Chef de l’État ou FNSEA, l’heure des choix
L’organisation du ministre de l’Agriculture, elle aussi, est bousculée par la prise en main de l’Élysée. Marc Fesneau est annoncé le 30 mars à la fois aux côtés du chef de l’État pour présenter le plan eau dans les Hautes-Alpes et en clôture du congrès angevin de la FNSEA. Un choix cornélien… Après une après-midi de flottement, son cabinet confirme finalement à la presse que, « en accord avec le président de la République », le ministre de l’Agriculture ira à Angers.
L’opportunité de ce déplacement de dernière minute du chef de l’État, dans un contexte de fortes tensions liées à la réforme des retraites, interroge. Un proche du Président prévient :
« Toute tentative de diversion sera immédiatement perçue comme telle par les Français. »
L’argument de la « diversion » est balayé par plusieurs sources gouvernementales. Les administrations travaillent ensemble sur ce plan depuis trois mois. Cinq réunions interministérielles ont été organisées, et Élisabeth Borne a présidé elle-même une rencontre des ministres sur le sujet.
Et, au regard du contexte sécuritaire, difficile de prévenir deux semaines à l’avance d’un déplacement du président de la République ou de la Première ministre, insiste une source. « D’ailleurs, le gouvernement voulait initialement faire ce déplacement la semaine dernière. »
Déplacement opportun
Ce n’est pas la première fois que le chef de l’État ou la cheffe du gouvernement s’imposent sur un dossier, tempère une praticienne des arcanes du pouvoir :
« La Première ministre et le président de la République ont régulièrement pris en direct les annonces fortes sur l’écologie. »
Ce fut le cas par exemple lors de l’annonce par Emmanuel Macron de la plantation d’un milliard d’arbres en France d’ici dix ans, à la suite des feux de forêt de l’été 2022.

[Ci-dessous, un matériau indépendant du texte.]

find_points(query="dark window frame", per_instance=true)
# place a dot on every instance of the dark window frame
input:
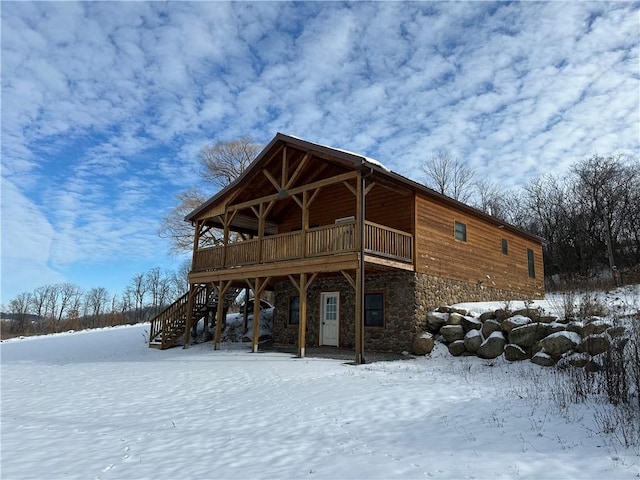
(291, 319)
(460, 231)
(382, 309)
(531, 263)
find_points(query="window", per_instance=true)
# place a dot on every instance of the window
(374, 310)
(461, 231)
(531, 263)
(294, 310)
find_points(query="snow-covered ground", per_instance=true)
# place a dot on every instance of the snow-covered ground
(102, 405)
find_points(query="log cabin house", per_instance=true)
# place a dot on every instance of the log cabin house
(354, 253)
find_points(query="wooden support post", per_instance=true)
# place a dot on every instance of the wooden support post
(256, 317)
(359, 300)
(189, 314)
(222, 289)
(302, 324)
(258, 287)
(302, 288)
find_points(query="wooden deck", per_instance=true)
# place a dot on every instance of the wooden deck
(327, 240)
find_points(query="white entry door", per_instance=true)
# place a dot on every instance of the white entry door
(329, 318)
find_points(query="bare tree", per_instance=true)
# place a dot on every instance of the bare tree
(69, 296)
(19, 308)
(173, 225)
(138, 290)
(490, 198)
(603, 186)
(96, 301)
(448, 176)
(221, 164)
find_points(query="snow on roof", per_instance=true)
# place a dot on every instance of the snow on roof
(372, 161)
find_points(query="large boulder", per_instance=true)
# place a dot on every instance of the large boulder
(575, 326)
(595, 326)
(532, 313)
(472, 340)
(543, 359)
(514, 353)
(595, 344)
(514, 322)
(435, 320)
(490, 326)
(578, 360)
(454, 318)
(487, 315)
(559, 343)
(457, 348)
(422, 344)
(527, 336)
(616, 331)
(451, 333)
(470, 323)
(493, 346)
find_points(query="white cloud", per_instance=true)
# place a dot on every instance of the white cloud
(26, 244)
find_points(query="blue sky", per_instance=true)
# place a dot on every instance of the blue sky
(105, 105)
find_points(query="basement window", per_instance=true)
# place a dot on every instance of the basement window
(374, 310)
(294, 310)
(531, 263)
(461, 231)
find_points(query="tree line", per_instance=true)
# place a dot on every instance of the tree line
(589, 216)
(66, 306)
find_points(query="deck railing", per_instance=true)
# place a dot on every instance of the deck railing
(387, 241)
(325, 240)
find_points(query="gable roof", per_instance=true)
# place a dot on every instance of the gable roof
(352, 161)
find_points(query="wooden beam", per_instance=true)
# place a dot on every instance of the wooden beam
(294, 191)
(273, 181)
(302, 324)
(350, 187)
(359, 307)
(302, 287)
(285, 166)
(331, 263)
(298, 171)
(187, 333)
(222, 290)
(369, 187)
(349, 278)
(257, 287)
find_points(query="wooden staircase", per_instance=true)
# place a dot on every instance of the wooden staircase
(170, 325)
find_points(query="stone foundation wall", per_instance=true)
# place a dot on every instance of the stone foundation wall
(408, 296)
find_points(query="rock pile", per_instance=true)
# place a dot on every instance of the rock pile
(520, 335)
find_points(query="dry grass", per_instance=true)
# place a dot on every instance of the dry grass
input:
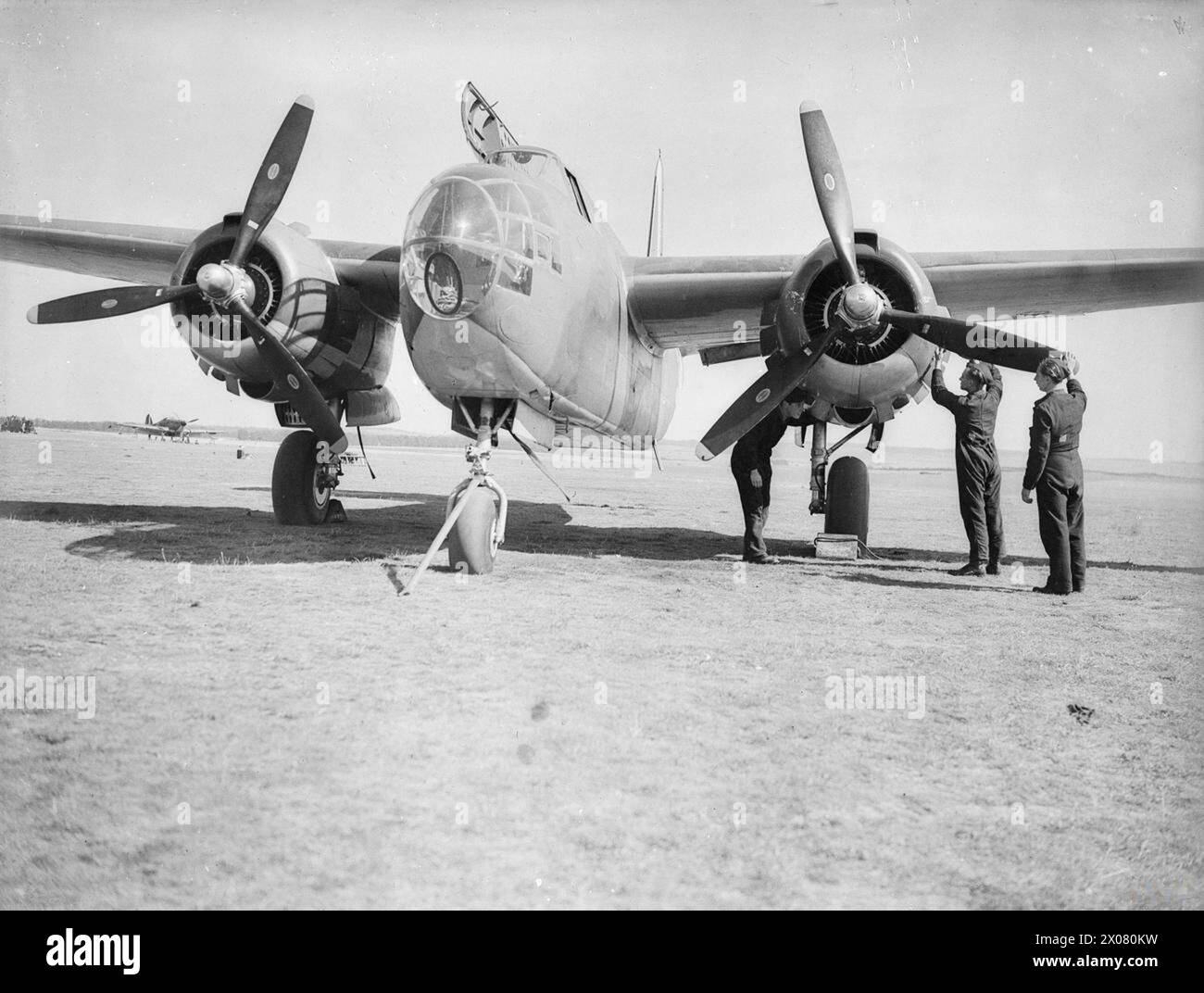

Ou encore, dans un esprit bien plus collégial, avec le plan de sobriété énergétique, auquel l’exécutif compare régulièrement le plan eau. Dévoilée en grande pompe durant une après-midi entière, au parc des expositions de la porte de Versailles le 6 octobre, la présentation est close, après les interventions d’un aréopage de ministres et de représentants d’industrie et de fédérations professionnelles, par la Première ministre, Élisabeth Borne. Une époque où aucun 49.3 n'avait encore été dégainé.